Diffusion and Binding of Radio-Labeled Antibodies in a Tumor
Schweitzer, Andrew; Su, Wan-Lin; Benlifer, Adam; Mathrani, Vikram; Aarismaa, Linda
With the decreasing cost of monoclonal antibody production, radioimmunotherapy (RIT) has rapidly emerged as one of the more promising methods of treating cancer cells. RIT makes use of radio-labeled monoclonal antibodies to detect and deliver controlled doses of radiation to malignant cells. The primary advantage of this method is that damage to normal, healthy tissue is minimized. We investigated the use of radio-labeled antibodies as a method of tumor destruction.
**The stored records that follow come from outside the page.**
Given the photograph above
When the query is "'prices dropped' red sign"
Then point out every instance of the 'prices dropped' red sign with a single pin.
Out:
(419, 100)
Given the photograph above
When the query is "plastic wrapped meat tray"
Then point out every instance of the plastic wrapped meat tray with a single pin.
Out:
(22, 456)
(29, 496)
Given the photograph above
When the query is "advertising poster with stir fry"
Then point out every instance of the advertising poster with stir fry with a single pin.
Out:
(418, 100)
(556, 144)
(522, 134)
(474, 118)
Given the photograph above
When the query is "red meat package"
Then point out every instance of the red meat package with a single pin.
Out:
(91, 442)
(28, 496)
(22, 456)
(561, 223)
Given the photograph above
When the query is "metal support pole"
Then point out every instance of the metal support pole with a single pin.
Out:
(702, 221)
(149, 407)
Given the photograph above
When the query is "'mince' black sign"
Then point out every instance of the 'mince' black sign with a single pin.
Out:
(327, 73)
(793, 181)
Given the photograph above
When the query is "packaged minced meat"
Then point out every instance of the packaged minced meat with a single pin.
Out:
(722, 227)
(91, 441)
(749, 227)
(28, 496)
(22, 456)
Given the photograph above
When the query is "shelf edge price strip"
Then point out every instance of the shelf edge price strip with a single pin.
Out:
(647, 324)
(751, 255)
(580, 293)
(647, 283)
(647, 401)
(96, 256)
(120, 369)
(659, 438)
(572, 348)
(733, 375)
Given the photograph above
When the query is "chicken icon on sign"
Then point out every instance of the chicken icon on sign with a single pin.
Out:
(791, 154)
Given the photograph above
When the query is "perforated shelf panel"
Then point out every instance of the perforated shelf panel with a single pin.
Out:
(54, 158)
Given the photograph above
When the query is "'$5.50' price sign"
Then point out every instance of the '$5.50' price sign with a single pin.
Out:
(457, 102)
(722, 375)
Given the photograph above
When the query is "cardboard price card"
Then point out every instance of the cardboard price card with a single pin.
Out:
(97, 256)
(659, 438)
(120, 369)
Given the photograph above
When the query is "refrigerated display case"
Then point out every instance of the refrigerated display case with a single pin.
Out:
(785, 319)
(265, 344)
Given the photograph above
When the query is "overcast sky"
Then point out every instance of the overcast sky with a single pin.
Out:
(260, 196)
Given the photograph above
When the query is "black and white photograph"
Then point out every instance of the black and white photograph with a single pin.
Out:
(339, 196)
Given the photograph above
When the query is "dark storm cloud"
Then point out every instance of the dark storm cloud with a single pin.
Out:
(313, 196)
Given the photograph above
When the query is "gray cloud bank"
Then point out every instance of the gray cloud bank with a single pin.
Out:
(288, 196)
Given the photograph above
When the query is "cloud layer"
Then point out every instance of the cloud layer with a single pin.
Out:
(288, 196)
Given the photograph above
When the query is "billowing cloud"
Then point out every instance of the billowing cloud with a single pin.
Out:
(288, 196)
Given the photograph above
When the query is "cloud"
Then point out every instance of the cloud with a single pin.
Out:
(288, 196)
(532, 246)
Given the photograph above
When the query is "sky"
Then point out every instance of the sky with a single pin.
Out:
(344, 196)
Our primary interests were the rate of antibody diffusion into the tumor, the antibody binding kinetics, and the overall effectiveness of radioimmunotherapy given the rate of radioactive decay. By modeling the concentration of bound antibody with respect to time, we were able to optimize tumor destruction while minimizing the damage to the surrounding tissue. Our results show that a computer simulation using FIDAP is a time-saving, cost-effective method of obtaining quantitative results about the binding kinetics of antibody to tumor. In addition, we determined that while the binding specificity plays an important role in ensuring proper binding to the tumor, the rate of antibody to antigen complex formation does not affect the treatment and that this process is limited by diffusion. Given this fact, we recommend that low molecular weight antibodies be used because they will typically have higher diffusivities. In an example case of metastatic melanoma, we found that 4.33 mg of 188Re-6D2 complex would destroy the tumor in our model.